Philippe de Ladoucette, patron de la CRE, annonce depuis plusieurs années, une hausse inéluctable du prix de l'électricité.
CRE

La Commission de régulation de l'énergie (CRE) a estimé, ce mercredi 5 juin, que les tarifs réglementés de l'électricité devaient augmenter fortement pour couvrir les coûts de production et de commercialisation d'EDF, eux-mêmes en forte progression, dans un rapport mis en ligne mercredi.

De nombreux facteurs expliquent cette envolée des coûts de production, parmi lesquels la modernisation des centrales (nucléaires, hydrauliques et thermiques), le remplacement des gros équipements des centrales nucléaires (générateurs de vapeur, par exemple), ou la mise en œuvre des prescriptions post-Fukushima de l’Autorité de sûreté nucléaire. «Les flux de trésorerie liés aux investissements ont augmenté de près de 16% par an», résume le gendarme des marchés français de l’énergie.

D’autres types de coûts ont aussi explosé. Les dépenses liées à l’achat de combustible nucléaire augmentent «tendanciellement» de 8% par an. L’obligation de financer des certificats d’économie d’énergie coûte cher à EDF. En 2012, l’électricien a dépensé 312 millions d’euros pour satisfaire à ses obligations, contre 138 M€, en 2008: une charge en hausse de 22,6% par an.

Selon les calculs du régulateur, le tarif bleu d'EDF, destiné aux particuliers, devrait ainsi augmenter de 6,8% à 9,6% cet été, puis d'environ 3,2% en 2014 comme en 2015.
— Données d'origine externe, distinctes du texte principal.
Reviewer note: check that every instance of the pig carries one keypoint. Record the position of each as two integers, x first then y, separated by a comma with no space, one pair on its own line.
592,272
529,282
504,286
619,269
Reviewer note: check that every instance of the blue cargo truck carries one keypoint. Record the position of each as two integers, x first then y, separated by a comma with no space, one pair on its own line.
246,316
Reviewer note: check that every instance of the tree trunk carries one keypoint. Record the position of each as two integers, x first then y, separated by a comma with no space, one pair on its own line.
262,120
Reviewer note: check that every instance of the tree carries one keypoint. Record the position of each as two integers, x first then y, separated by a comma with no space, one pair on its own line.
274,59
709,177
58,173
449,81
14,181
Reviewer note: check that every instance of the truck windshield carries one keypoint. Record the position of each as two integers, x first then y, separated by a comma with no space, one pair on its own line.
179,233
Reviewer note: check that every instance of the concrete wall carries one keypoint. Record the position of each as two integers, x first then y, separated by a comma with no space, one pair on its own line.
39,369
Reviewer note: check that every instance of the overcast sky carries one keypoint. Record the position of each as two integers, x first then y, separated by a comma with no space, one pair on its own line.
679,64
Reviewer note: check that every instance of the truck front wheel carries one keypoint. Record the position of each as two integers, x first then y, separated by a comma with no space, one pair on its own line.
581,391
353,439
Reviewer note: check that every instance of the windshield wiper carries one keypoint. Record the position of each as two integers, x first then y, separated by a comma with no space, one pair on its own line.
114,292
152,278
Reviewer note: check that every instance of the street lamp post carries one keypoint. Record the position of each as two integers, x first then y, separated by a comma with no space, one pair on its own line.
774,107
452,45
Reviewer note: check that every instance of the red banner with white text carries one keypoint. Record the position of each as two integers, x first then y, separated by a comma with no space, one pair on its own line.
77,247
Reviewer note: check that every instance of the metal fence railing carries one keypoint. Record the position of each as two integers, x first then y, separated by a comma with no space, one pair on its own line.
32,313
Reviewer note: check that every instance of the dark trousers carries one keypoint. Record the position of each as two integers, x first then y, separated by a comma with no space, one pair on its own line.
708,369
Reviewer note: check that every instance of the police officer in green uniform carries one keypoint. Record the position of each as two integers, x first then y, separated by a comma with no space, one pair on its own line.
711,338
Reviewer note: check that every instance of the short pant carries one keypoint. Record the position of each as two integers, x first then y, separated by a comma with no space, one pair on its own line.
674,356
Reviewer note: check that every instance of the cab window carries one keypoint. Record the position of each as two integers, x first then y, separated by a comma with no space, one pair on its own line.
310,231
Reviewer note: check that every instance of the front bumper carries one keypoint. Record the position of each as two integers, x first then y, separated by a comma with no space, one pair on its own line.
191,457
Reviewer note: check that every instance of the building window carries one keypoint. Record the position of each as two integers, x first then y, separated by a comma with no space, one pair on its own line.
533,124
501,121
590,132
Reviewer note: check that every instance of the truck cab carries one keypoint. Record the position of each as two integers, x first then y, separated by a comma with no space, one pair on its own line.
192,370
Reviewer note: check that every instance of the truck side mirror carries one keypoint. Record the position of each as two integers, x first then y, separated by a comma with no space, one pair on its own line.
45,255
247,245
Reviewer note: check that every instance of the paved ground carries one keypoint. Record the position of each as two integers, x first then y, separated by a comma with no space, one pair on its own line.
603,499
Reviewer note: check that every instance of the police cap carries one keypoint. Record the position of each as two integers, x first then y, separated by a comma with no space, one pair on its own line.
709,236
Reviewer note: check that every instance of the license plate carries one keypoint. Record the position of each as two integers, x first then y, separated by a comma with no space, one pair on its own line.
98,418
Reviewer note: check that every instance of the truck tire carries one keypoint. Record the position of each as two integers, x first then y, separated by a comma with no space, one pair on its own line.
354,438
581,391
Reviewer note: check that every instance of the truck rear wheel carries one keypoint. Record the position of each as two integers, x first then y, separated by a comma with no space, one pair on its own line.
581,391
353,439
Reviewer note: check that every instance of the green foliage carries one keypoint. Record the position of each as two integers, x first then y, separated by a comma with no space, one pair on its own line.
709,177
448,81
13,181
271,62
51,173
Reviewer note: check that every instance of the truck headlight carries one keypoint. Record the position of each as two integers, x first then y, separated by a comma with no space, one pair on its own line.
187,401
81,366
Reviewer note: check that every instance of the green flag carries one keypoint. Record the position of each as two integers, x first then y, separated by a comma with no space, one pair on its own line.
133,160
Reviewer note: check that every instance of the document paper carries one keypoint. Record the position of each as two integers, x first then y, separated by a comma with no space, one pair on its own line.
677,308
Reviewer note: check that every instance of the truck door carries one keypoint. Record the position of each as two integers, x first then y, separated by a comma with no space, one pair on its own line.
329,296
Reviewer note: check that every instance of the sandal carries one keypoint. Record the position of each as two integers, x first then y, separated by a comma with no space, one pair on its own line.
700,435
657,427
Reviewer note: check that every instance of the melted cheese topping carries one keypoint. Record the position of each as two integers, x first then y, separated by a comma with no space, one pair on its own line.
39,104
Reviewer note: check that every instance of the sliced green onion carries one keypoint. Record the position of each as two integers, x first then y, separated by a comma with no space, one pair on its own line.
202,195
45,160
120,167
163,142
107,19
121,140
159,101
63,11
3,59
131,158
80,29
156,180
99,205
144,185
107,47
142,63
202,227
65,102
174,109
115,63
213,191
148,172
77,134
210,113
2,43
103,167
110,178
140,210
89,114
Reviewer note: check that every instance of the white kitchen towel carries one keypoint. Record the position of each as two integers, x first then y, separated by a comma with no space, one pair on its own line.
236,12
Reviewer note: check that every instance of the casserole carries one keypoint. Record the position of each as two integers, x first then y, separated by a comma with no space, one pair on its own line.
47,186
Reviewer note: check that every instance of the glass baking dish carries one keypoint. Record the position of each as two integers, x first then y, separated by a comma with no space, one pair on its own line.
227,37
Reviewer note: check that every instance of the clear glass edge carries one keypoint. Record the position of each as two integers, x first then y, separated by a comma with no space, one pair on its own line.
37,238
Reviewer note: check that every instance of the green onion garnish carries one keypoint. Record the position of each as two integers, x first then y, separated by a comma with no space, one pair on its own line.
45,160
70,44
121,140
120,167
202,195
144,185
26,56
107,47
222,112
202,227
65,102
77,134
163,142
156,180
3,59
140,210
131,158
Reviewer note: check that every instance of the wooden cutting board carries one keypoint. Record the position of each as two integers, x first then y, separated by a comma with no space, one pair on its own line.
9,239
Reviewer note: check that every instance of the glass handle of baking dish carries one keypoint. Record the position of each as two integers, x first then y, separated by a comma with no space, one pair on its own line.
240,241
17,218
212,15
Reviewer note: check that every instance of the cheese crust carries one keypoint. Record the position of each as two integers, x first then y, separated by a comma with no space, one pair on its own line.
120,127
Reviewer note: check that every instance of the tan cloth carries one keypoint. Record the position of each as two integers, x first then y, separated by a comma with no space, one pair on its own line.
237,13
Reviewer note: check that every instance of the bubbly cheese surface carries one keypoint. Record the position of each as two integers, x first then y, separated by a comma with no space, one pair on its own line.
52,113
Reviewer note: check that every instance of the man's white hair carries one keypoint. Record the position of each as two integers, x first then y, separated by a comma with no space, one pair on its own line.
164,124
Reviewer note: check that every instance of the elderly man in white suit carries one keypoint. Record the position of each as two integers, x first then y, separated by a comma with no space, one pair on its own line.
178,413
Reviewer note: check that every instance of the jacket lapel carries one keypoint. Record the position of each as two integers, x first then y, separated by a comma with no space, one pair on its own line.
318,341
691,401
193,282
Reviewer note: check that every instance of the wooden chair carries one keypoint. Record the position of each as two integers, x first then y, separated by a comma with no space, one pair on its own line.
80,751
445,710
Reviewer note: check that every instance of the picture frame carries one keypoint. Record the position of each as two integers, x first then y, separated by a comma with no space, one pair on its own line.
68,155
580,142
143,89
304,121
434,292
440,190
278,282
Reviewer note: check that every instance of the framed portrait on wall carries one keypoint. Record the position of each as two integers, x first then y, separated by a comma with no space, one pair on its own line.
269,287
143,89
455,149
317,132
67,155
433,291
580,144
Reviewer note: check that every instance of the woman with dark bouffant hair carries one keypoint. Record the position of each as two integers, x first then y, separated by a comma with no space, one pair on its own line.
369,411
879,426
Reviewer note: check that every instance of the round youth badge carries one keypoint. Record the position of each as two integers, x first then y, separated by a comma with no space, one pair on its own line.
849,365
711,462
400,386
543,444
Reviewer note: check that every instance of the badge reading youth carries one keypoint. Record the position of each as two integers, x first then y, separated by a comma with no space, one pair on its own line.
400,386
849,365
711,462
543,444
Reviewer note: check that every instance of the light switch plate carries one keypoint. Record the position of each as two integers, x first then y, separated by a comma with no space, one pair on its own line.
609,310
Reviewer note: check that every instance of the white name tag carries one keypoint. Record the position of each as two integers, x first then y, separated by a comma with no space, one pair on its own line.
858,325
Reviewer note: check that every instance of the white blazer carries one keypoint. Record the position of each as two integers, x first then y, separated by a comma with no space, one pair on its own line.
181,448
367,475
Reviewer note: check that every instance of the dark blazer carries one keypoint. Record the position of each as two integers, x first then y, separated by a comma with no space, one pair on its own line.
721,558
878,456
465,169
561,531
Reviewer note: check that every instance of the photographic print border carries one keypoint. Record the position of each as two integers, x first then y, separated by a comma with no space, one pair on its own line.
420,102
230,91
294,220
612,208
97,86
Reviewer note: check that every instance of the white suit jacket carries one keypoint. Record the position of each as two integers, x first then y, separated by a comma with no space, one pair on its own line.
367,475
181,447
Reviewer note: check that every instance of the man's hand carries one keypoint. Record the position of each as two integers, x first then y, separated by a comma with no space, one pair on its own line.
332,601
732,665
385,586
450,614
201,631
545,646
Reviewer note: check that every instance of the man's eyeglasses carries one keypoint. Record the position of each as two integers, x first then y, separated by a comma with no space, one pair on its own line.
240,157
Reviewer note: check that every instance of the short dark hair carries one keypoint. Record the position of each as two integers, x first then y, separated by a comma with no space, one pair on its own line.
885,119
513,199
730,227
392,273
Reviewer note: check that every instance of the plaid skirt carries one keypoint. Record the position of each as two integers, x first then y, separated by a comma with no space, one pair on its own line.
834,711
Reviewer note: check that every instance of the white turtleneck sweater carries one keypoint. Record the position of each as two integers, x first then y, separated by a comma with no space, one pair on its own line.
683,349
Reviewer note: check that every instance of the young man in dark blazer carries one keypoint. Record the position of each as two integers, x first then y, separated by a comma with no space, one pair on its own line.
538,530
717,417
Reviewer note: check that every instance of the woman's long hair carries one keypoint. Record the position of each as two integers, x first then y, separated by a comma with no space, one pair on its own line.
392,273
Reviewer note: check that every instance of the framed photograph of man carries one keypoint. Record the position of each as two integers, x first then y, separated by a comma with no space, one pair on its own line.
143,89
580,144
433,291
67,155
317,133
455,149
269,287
Selon ses calculs, il faudrait en plus rajouter à ces hausses un rattrapage de 7,6% (qui pourrait être étalé dans le temps) afin de compenser la hausse nettement insuffisante de ce même tarif l'an dernier.

L’an passé, le gouvernement Ayrault avait décidé de limiter à 2% la hausse annuelle des tarifs réglementés de l'électricité, alors que la CRE avait préconisé une hausse bien plus élevée, et elle a de plus revu à la hausse les coûts d'EDF l'an dernier. Du coup, la CRE dit avoir constaté un écart de 1,47 Md€ l'an dernier entre les recettes et les coûts d'EDF pour les tarifs réglementés. Ce qui est contraire à la loi.

D'après la CRE, ces augmentations permettraient de refléter la progression des charges d'EDF, en raison notamment de ses investissements croissants pour la maintenance et le renforcement de la sûreté du parc nucléaire hexagonal.

Après une analyse détaillée sans précédent, elle estime que les coûts de l'électricien historique ont augmenté de 5,1% par an, entre 2007 et 2012, pour les charges fixes et variables, de 2,9% sur la même période pour les charges de capital, et de 6,3% pour ce qui concerne les dépenses commerciales.

Interrogée par l’AFP, la ministre en charge de l’énergie a exclu de suivre les conclusions de la CRE. «Il y a un problème de coût de production de l'électricité qui augmente mais il y a aussi un problème de pouvoir d'achat pour les Français», et «en l'état du pouvoir d'achat, il n'est pas question d'accepter une telle hausse cumulée», a affirmé la ministre.

Comme la loi interdit que les coûts supportés par EDF ne soient pas totalement intégrés dans les tarifs régulés, le contentieux sur les tarifs d’électricité promet d’être dense. Tout ce qu’il faut pour rassurer les investisseurs et les clients de l’énergéticien.